Von Claudia Hauser, 26.02.10, 12:29h, aktualisiert 26.02.10, 17:24h
Nicht die Chronologie der Sitzung steht im Mittelpunkt, sondern ihre Inhalte - gegliedert in fünf Schwerpunkte. „Wir haben viel recherchiert und dabei viel gelacht“, sagt Georg Bungarten von der „arge kulturidee“. So werden etwa wichtige Ereignisse der vergangenen 25 Jahre - vom Golfkrieg, über den Tod Lady Dianas bis hin zu den Vorgängen um den Oppenheim-Esch-Fonds thematisiert.
Als Experiment einer Studentengruppe wurde die Stunksitzung 1984 unter dem Motto „Karneval instandbesetzt“ ins Leben gerufen. Die katholische Kirche war immer schon eine der Hauptzielscheiben der alternativen Stunker. So können Besucher der Ausstellung sich Jürgen Beckers legendäre „Meisner-Rede“ („Ever e Arschloch isse doch!“) aus der Session 1992 / 93 anschauen. Oder einmal die bunte Perücke anfassen, die Becker einst als „Irokesen-Heinz“ getragen hat.

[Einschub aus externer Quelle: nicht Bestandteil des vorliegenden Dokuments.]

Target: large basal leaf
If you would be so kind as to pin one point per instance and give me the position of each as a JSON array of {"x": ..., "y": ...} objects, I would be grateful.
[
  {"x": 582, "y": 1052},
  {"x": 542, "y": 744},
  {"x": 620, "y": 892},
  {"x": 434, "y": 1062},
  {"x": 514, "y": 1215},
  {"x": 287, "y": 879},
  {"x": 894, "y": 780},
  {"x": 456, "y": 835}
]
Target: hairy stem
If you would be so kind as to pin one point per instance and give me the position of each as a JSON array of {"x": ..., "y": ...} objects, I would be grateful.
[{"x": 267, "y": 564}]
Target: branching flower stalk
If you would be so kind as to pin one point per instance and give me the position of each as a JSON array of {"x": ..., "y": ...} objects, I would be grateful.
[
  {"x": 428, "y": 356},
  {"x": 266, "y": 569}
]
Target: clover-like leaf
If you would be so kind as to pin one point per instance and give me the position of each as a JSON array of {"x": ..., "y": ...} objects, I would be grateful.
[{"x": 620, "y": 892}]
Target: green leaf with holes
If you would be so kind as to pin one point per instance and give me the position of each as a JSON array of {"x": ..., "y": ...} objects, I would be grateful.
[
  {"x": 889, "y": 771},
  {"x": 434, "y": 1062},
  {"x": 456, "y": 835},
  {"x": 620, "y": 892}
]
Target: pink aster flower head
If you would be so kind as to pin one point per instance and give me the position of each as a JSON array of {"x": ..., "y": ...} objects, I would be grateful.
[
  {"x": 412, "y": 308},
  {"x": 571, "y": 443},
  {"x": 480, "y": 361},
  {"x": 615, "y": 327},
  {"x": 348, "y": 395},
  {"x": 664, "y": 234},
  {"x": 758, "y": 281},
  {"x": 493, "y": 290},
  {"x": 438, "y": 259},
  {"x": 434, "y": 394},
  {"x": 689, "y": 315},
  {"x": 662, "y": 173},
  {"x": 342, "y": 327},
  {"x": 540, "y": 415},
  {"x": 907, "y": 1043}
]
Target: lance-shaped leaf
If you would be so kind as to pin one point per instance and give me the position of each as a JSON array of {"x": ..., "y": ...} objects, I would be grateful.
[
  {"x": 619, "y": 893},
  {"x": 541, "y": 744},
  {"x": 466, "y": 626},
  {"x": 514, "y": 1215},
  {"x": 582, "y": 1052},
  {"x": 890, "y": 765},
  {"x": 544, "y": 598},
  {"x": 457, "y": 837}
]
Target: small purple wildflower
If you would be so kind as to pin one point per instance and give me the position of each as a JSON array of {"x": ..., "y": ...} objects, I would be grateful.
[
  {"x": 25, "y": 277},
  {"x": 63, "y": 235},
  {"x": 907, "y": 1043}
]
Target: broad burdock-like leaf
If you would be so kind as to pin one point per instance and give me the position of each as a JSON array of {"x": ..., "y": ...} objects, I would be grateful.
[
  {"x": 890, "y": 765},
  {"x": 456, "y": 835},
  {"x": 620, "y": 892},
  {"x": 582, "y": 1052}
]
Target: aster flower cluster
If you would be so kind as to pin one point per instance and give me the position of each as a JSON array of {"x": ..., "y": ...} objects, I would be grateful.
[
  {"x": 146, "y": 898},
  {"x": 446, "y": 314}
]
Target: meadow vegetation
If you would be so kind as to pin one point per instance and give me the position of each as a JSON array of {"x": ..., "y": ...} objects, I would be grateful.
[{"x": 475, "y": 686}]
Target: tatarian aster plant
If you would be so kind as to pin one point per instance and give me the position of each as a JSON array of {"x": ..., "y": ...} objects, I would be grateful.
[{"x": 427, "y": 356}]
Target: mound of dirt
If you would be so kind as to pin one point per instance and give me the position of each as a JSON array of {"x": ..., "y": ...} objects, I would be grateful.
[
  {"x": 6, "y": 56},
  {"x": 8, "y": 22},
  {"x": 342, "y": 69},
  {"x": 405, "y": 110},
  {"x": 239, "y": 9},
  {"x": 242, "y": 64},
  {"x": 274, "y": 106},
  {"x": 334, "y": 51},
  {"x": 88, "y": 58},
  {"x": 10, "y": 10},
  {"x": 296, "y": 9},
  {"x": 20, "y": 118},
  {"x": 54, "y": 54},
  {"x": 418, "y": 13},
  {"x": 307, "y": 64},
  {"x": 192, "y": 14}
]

Die Ausstellung im Kölnischen Stadtmuseum, Zeughausstraße 1-3, läuft bis 11. April. Wer seine Eintrittskarte zur Stunksitzung noch hat, bekommt einen Euro Ermäßigung. Das Buch „Karneval instandbesetzt? - Eine kritische Hommage“ kann über die Homepage bestellt werden.